Poole Harbour skyline Poole Harbour skyline

Dorset's largest town and industrial centre is the old port of Poole, which boasts one of the largest natural harbours in the world. The River Frome flows into the western end of the harbour. Most of the historic old town is clustered around the harbour area.

The natural harbour was formed around 7000 years ago at the end of the last Ice Age. Archaeological evidence indicates that sea levels have risen considerably over the years, so evidence of the earliest settlements is not easy to come by. The earliest artefact found is the Poole Logboat, a piece of oak dating from the 3rd century BC.

Poole Harbour sunset Poole Harbour sunset

It is believed that the Roman invasion passed through Poole and it is also thought that there may have been a small Norman settlement here. By the early 15th century, Poole became Dorset’s Port of the Staple and there were trading links with various ports in Europe. The town was thriving by the time of Elizabeth I, when it was given county status which it kept until the 19th century. By the 18th century, Poole was the main port for trade with North America.

The main quay is very busy with a mixture of crafts including fishing boats, yachts, powerboats and pleasure cruisers. Many waterside attractions include working potteries, where it is possible to throw your own pot. There is also an aquarium, a waterfront museum and a model railway in addition to numerous gift shops, cafés, restaurants and bars. It also become a popular area for living with many upmarket residential developments overlooking the waterfront.

Georgian Street Poole Poole

Today Poole has a thriving town centre with both chain stores and smaller individual shops. There are still a few quaint old cobbled streets and the long High Street is pedestrianised. Both the 18th century Guildhall and a medieval merchant’s house are museums.
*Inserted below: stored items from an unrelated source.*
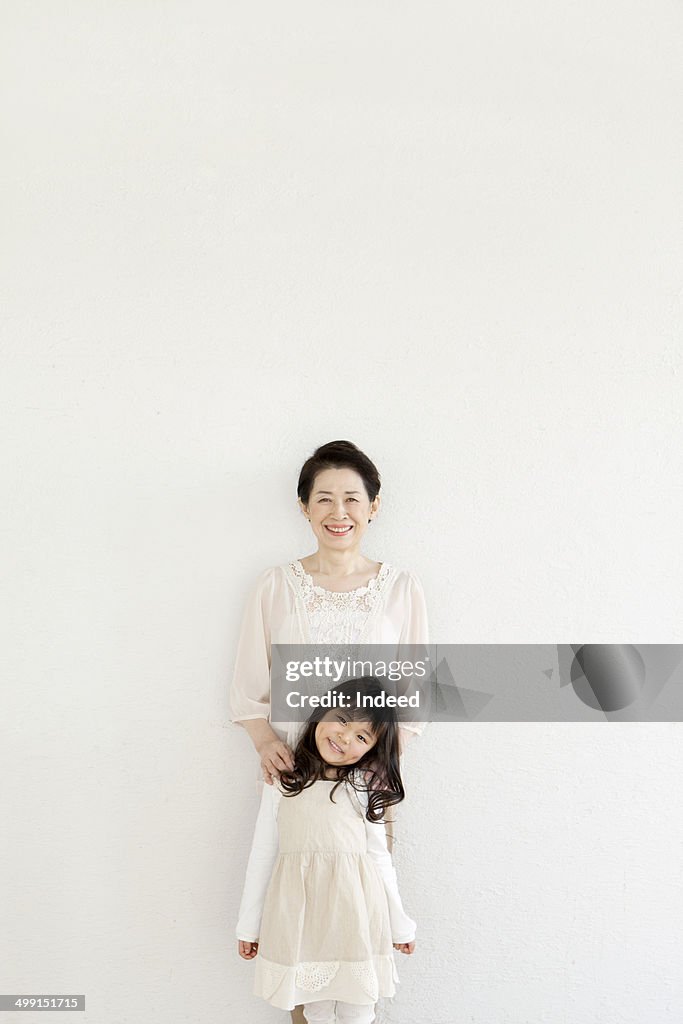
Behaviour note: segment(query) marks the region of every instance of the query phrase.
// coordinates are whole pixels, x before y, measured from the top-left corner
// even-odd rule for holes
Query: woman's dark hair
[[[365,816],[368,821],[377,822],[382,821],[387,807],[405,799],[399,764],[396,712],[393,708],[376,706],[377,698],[384,692],[375,676],[349,679],[330,691],[332,708],[316,708],[313,711],[294,750],[294,768],[291,772],[280,773],[280,785],[285,796],[296,796],[318,779],[325,778],[327,764],[318,753],[315,731],[318,722],[332,710],[343,715],[347,721],[370,722],[377,742],[359,761],[337,768],[339,781],[332,787],[330,800],[334,802],[334,794],[342,782],[349,782],[356,790],[367,790],[368,809]],[[341,695],[342,699],[335,699],[336,694]],[[361,702],[357,694],[361,694],[363,698],[369,697],[370,705],[359,706]],[[362,779],[364,781],[361,781]]]
[[[330,441],[316,448],[301,467],[296,491],[304,505],[308,505],[313,481],[322,469],[355,469],[363,480],[370,501],[379,494],[381,481],[374,462],[351,441]]]

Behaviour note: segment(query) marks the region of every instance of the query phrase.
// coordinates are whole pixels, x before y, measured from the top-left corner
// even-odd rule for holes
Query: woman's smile
[[[347,523],[346,526],[325,525],[325,529],[327,530],[328,533],[331,533],[333,537],[346,537],[347,534],[351,533],[353,526],[351,526],[350,523]]]

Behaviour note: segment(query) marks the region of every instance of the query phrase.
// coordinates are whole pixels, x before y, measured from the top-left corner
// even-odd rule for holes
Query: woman
[[[292,767],[294,736],[270,723],[271,644],[426,644],[427,611],[417,578],[361,553],[380,507],[380,477],[350,441],[323,445],[304,463],[297,492],[317,551],[267,569],[249,597],[231,691],[231,720],[246,729],[263,776]],[[421,726],[402,726],[406,740]],[[288,742],[289,741],[289,742]]]
[[[270,720],[272,644],[426,644],[422,586],[410,572],[361,552],[380,508],[376,466],[350,441],[332,441],[304,463],[297,493],[317,550],[267,569],[242,622],[230,694],[231,720],[249,734],[264,780],[294,767],[299,723]],[[402,749],[422,731],[400,729]],[[297,1010],[292,1019],[303,1021]]]

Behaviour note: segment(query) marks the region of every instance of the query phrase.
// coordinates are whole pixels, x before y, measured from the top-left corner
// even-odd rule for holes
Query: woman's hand
[[[269,786],[273,785],[274,775],[291,771],[294,767],[291,747],[288,747],[278,736],[265,740],[256,749],[261,758],[263,779]]]
[[[258,942],[242,942],[242,939],[238,939],[237,952],[243,960],[253,960],[258,953]]]
[[[291,748],[283,743],[265,718],[246,718],[239,724],[249,733],[254,750],[261,759],[263,778],[272,786],[274,775],[294,767]]]
[[[395,942],[394,949],[397,949],[399,953],[407,953],[410,956],[415,950],[415,942]]]

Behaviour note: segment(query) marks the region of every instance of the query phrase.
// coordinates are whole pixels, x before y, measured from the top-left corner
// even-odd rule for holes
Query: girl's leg
[[[337,1024],[372,1024],[374,1019],[374,1006],[359,1006],[357,1003],[337,1003]]]
[[[321,999],[319,1003],[304,1003],[304,1019],[308,1024],[335,1024],[334,999]]]
[[[292,1024],[306,1024],[303,1006],[295,1006],[292,1010]]]

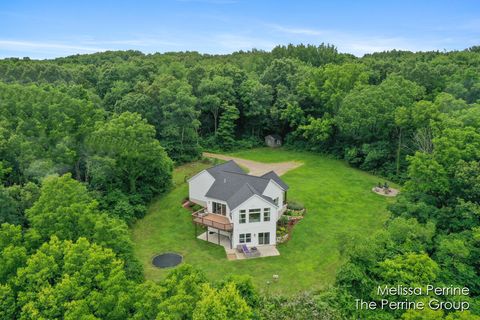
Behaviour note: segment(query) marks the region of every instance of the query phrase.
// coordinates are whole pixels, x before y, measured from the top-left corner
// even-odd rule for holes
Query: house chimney
[[[227,178],[223,178],[223,183],[227,183]]]

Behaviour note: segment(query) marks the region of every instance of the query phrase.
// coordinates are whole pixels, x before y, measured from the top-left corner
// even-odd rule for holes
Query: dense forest
[[[144,281],[128,228],[173,168],[271,133],[402,184],[385,228],[322,292]],[[3,59],[0,182],[1,319],[480,319],[479,47]],[[467,286],[470,310],[355,310],[379,284]]]

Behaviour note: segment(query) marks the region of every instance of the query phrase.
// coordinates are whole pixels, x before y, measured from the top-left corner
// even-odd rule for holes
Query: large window
[[[258,244],[270,244],[270,232],[260,232],[258,234]]]
[[[263,221],[270,221],[270,208],[263,208]]]
[[[260,213],[262,209],[248,210],[248,222],[260,222]]]
[[[252,242],[252,234],[251,233],[241,233],[239,238],[240,243],[250,243]]]
[[[213,202],[212,203],[212,212],[225,216],[227,214],[227,205],[225,205],[223,203]]]
[[[247,214],[245,213],[245,210],[240,210],[239,222],[240,223],[246,223],[247,222]]]

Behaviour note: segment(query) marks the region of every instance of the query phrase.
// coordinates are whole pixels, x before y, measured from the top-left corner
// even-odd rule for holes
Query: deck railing
[[[205,208],[202,208],[192,213],[193,222],[204,225],[206,227],[212,227],[219,230],[224,230],[224,231],[233,230],[233,223],[230,223],[230,222],[223,223],[223,222],[215,221],[215,219],[212,217],[214,215],[215,214],[213,213],[208,213]]]

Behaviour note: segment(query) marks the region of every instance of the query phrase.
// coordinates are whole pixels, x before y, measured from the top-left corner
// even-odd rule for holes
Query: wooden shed
[[[282,146],[282,137],[278,134],[269,134],[265,137],[265,144],[271,148],[278,148]]]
Inside the large undercover Dolphin Shopping Centre is the bus station and the railway station is also close to the town centre.
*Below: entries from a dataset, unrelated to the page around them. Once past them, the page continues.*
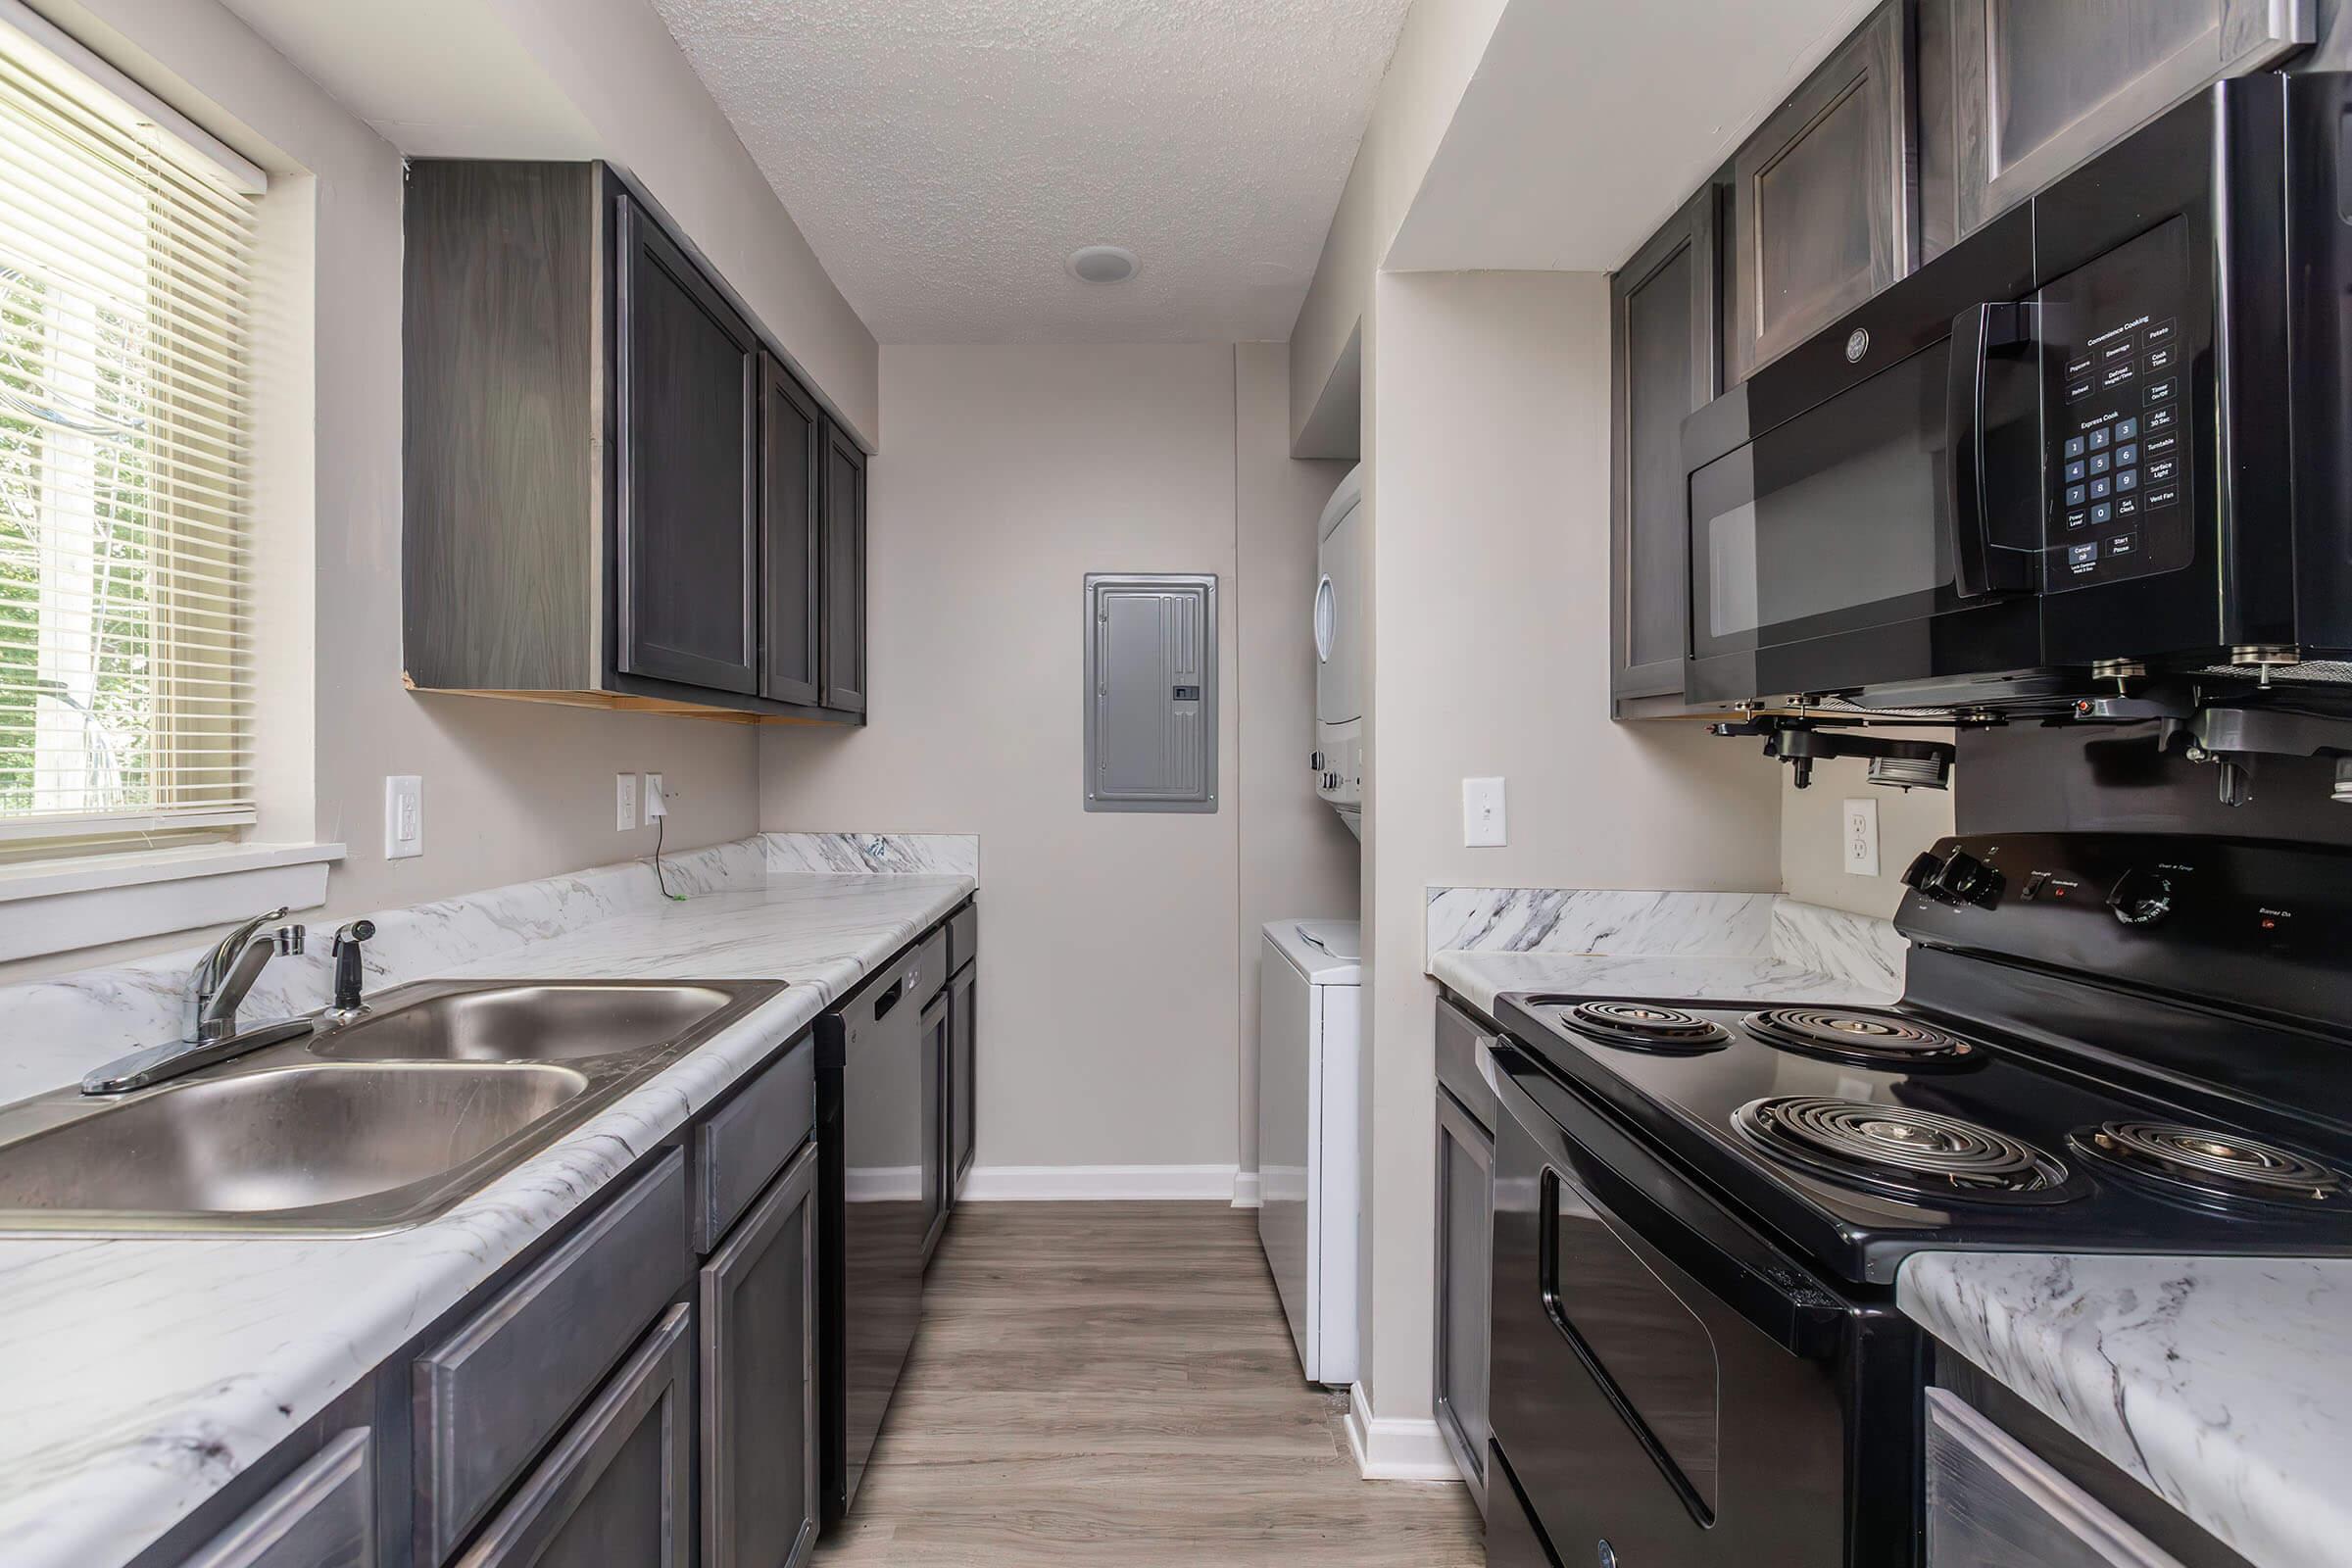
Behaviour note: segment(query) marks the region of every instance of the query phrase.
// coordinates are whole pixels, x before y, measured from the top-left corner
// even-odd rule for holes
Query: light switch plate
[[[1879,874],[1879,803],[1876,801],[1847,801],[1845,803],[1844,843],[1845,874],[1848,876],[1877,876]]]
[[[612,775],[612,831],[626,833],[637,825],[637,775]]]
[[[416,773],[384,779],[384,858],[406,860],[424,853],[424,780]]]
[[[657,818],[669,814],[669,791],[663,787],[662,775],[645,775],[645,825],[652,827]]]
[[[1495,849],[1505,842],[1502,819],[1502,780],[1462,780],[1462,843],[1474,850]]]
Poole holds International Blue Flags for its beaches, which are cleaned and raked regularly during the season. There are dog free zones and various activity areas for water sports and swimming. The two main beaches are Sandbanks and Canford Cliffs.

Sandbanks beach Sandbanks beach

Sandbanks Beach has over three miles of golden sand on a stretch of naturally lovely coastline. Deckchair and windbreak hire is available here and at Branksome Chine. Canford Cliffs Beach has a steep sandy cliff face which is a haven for wildlife. There are first aid facilities here in addition to toilets and a refreshment kiosk Lifeguards operate on both beaches from the beginning of May until the end September each year. Dogs are banned from the main beaches during these months.

Together with neighbouring Bournemouth, Poole is still a working port town, with ship yards and regular cross channel ferry services to France and the Channel Islands. There are boat trips around Poole harbour, along the coast and to Brownsea Island. It is even possible to go as far as the Isle of Wight. There is also a ferry from Sandbanks across to Studland Bay, near Swanage and a chain ferry to the Isle of Purbeck. Brownsea Island is owned by the National Trust and is one of five islands in Poole Harbour. It is home to the endangered red squirrel.

Brownsea Island Brownsea Island

Other local attractions include the Italian and Japanese gardens at Compton Acres. These boast a deer sanctuary and have marvellous views over Poole Harbour. There are award winning gardens in Poole Park, which also offers a miniature railway, indoor and outdoor playgrounds for children and a café.

The large leisure complex at Tower Park has a ten screen cinema and there are numerous other entertainment venues in and around Poole. There are also facilities not only for water sports by for various other activities including golf and tennis. In addition to all this, there are spectacular firework displays throughout the summer.